Ha! Plague wrote all the possible combinations in the (Darkness) universe. Marvelous! 😅
I didn't write all the possiblecombinations i left out the most obvious ones 😀
A can see A.
B can see B.
C cannot see C.
D can see D.
E cannot see E.
I agree with Plaguescarred's interpretation of the spell, not up2ng's interpretation.
up2ng says that A can see D, but A cannot see C. In other words, A can see through the area of Darkness to what is on the other side - or rather, light reflected off of C is passing through the darkness and is reaching A's eyes. The Darkness spell does not convey the Invisible condition (as per the spell Invisibility) onto C, so if light can pass through the area of Darkness to reach A, then C would be outlined against the light reflected off of what was past C from A's point of view, and C would be visible to A, if only in the form of a C-shaped black area.
I would rule that ordinary Darkness allows light to pass through it (so you could see stars or a distant campfire at night), but the sphere created by the Darkness spell is explicitly magical darkness and due to that, it absorbs all light, creating an opaque sphere.
I do as well rule nonmagical darkness isn't opaque to areas of Dim or Bright Light so you can see them normally, regardless how RAW kosher it is.
But otherwise any souce of Heavily Obscured areas is opaque and thus block vision line of sight, wether it is Fog Cloud, magical darkness, Darkness, heavy fog or snowfall etc...
Like this i reconcile the fact you can see light in the dark yet not see past anything opaque which has worked fine for my games thus far like i said upthread.
Right, this is my take as well. Darkness explicitly says that it fills the sphere. That is what would block Line of Sight, not that it creates Darkness. By contrast, Hunger of Hadar doesn't say it fills the Sphere so the Darkness behaves like "mundane" Darkness in regard to blocking Line of Sight.
Nonmagical Darkness is by RAW opaque.
Emphasis added. Heavily Obscured even calls out Darkness as a source of Heavily Obscured areas.
The way I reconcile it is that it is only inherently opaque in regards to trying to see something in that area and not necessarily when trying to see something beyond it.
How to add Tooltips.
My houserulings.
That doesn't make sense. The way I resolve it is by ignoring the rules and saying "mundane darkness works like it does in the real world". Unfortunately, that does not tell us anything about how magical darkness works.
That is the problem as normal darkness is just an absence of light, or a blinded condition which is not the same as being opaque.
But your next line is the RAW definition which states darkness creates a Heavily Obscured area. That is not opaque, but a blinded condition can be due to the absence of light.
Per the rules in Vision and Light, Heavily Obscured areas are opaque.

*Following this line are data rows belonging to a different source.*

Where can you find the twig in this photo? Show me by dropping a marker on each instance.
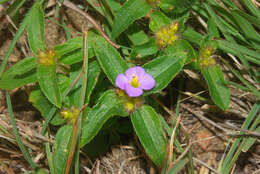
(205, 165)
(72, 6)
(125, 161)
(172, 139)
(201, 117)
(181, 156)
(97, 167)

Everything in the area of Darkness is a black, indistinguishable, opaque mass. If you draw line of sight without crossing an actual thing in the area of darkness, the opaqueness doesn't apply. Per RAW, there is no difference between magical Darkness and mundane Darkness. The only difference is what is described by the effect that creates the magical Darkness. Magical Darkness isn't much of a defined concept except for its use with Devil's Sight and maybe a handful of other uses.
Sage Advice kind of touches on this
So, in terms of Darkvision the behavior is identical except when described otherwise. This doesn't explicitly lay out that magical Darkness is identical to mundane Darkness, but I would argue that nothing lays out that magical Darkness is different from mundane Darkness.
How to add Tooltips.
My houserulings.
RAW says the darkness itself is opaque, not objects in the darkness. RAW also tells us that darkness and thick fog create the same effect. This is simply irreconcilable with reality or even common sense. Unfortunately, anything you do to resolve that issue puts you in house rule territory.